I Ride the 38.
Now There's a Car With No One In It.
There is a bus line in San Francisco called the 38 Geary. It runs from the Transbay Terminal out through the Richmond District to the ocean. Some people call it the Dirty 30. Some people call it by other names. It is crowded and slow and frequently late, and I love it.
I love it the way you love something that is genuinely alive — because on that bus I am sitting next to a grandmother with grocery bags and a teenager with headphones turned up so loud I can hear exactly what she's listening to, and a man in a Giants jersey who is arguing, quietly but forcefully, with someone on the phone about something I will never know.
Transportation has always been a social force. The history of who gets to move through a city — how, and at what cost — is the history of that city's power. Highways killed neighborhoods. Subways made skylines. Highways prioritized the car. And now something new is arriving, and I'm watching it arrive, and I'm not sure I've fully understood it yet.
I have lived in San Francisco long enough to watch Waymo go from a curiosity — that strange white Jaguar with the sensor crown — to furniture. They are everywhere now. You walk out of a bar at midnight and there are three of them queued up like a dutiful fleet. You cross the street and one stops for you with an almost uncanny patience, no horn, no sigh, no slight forward lurch of impatience.

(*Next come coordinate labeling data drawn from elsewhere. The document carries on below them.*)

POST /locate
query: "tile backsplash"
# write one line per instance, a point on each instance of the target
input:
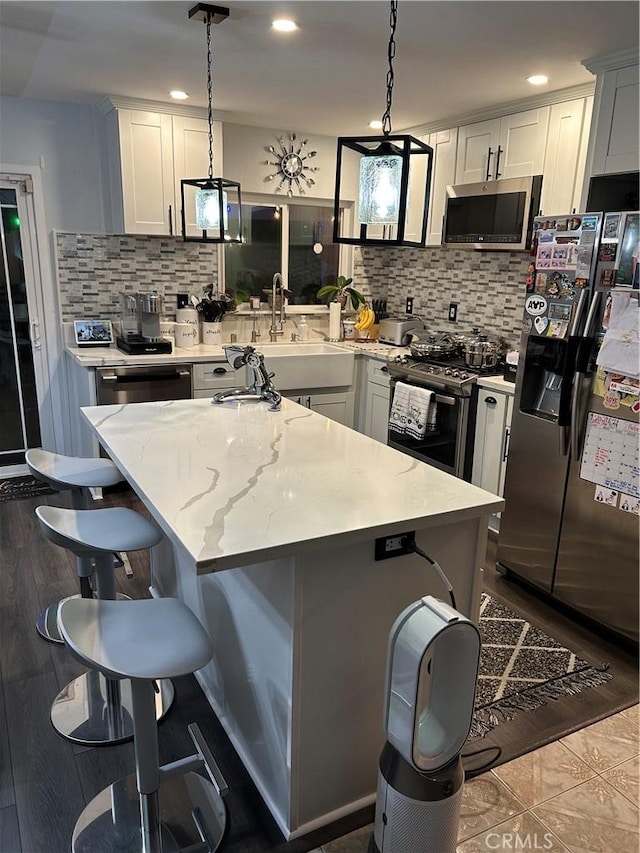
(488, 287)
(93, 269)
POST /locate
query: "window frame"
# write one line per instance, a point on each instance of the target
(345, 253)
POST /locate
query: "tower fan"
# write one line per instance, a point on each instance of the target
(432, 667)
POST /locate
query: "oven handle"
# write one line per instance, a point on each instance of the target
(445, 399)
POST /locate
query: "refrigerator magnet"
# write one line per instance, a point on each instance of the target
(606, 496)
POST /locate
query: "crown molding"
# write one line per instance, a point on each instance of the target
(612, 61)
(543, 100)
(112, 102)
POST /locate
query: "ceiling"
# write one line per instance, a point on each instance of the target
(453, 58)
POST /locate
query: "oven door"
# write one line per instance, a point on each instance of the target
(443, 448)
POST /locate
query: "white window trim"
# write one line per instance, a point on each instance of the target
(345, 256)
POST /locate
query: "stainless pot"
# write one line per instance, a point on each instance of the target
(434, 346)
(481, 352)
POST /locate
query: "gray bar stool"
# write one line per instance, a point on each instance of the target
(159, 808)
(92, 710)
(78, 475)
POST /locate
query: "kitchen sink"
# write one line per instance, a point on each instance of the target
(300, 366)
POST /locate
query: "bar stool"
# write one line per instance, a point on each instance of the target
(78, 475)
(92, 710)
(159, 808)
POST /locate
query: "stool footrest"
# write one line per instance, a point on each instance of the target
(210, 765)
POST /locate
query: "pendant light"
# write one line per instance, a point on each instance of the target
(393, 176)
(216, 202)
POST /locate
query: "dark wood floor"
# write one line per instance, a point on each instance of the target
(45, 781)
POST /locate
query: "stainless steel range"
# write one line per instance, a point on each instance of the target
(448, 445)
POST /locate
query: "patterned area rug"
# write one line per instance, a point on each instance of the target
(522, 668)
(16, 488)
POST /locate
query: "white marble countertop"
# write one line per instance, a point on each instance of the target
(112, 357)
(235, 483)
(497, 383)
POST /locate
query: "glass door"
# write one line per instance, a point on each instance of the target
(19, 418)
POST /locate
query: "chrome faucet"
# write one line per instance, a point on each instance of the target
(277, 323)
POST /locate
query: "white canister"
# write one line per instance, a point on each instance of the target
(186, 335)
(212, 334)
(168, 330)
(188, 314)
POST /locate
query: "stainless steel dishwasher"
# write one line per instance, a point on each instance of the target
(143, 384)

And then I think about the guy who used to drive that route. I think about the driver who, three or four years ago, was the one stopping. Who had a name and a story and probably a kid in middle school and an Uber rating he watched obsessively. I think about what happens to him.
I've also been to other cities — Nashville, Atlanta, Los Angeles — and I notice the same look on people's faces when I bring up Waymo. It's not quite fear and it's not quite wonder. It's something between them: the specific unease of knowing that something is coming and you weren't asked whether you wanted it.
I started this site because I believe the question of how we move through cities is not a technology question. It's a political one. It's a question about who decides, who benefits, who is displaced, and whether any of us — in San Francisco or Nashville or Atlanta — actually got a vote.
I don't think autonomous vehicles are evil. I don't think they're salvation. I think they are a social force, and I want to watch what they do to us.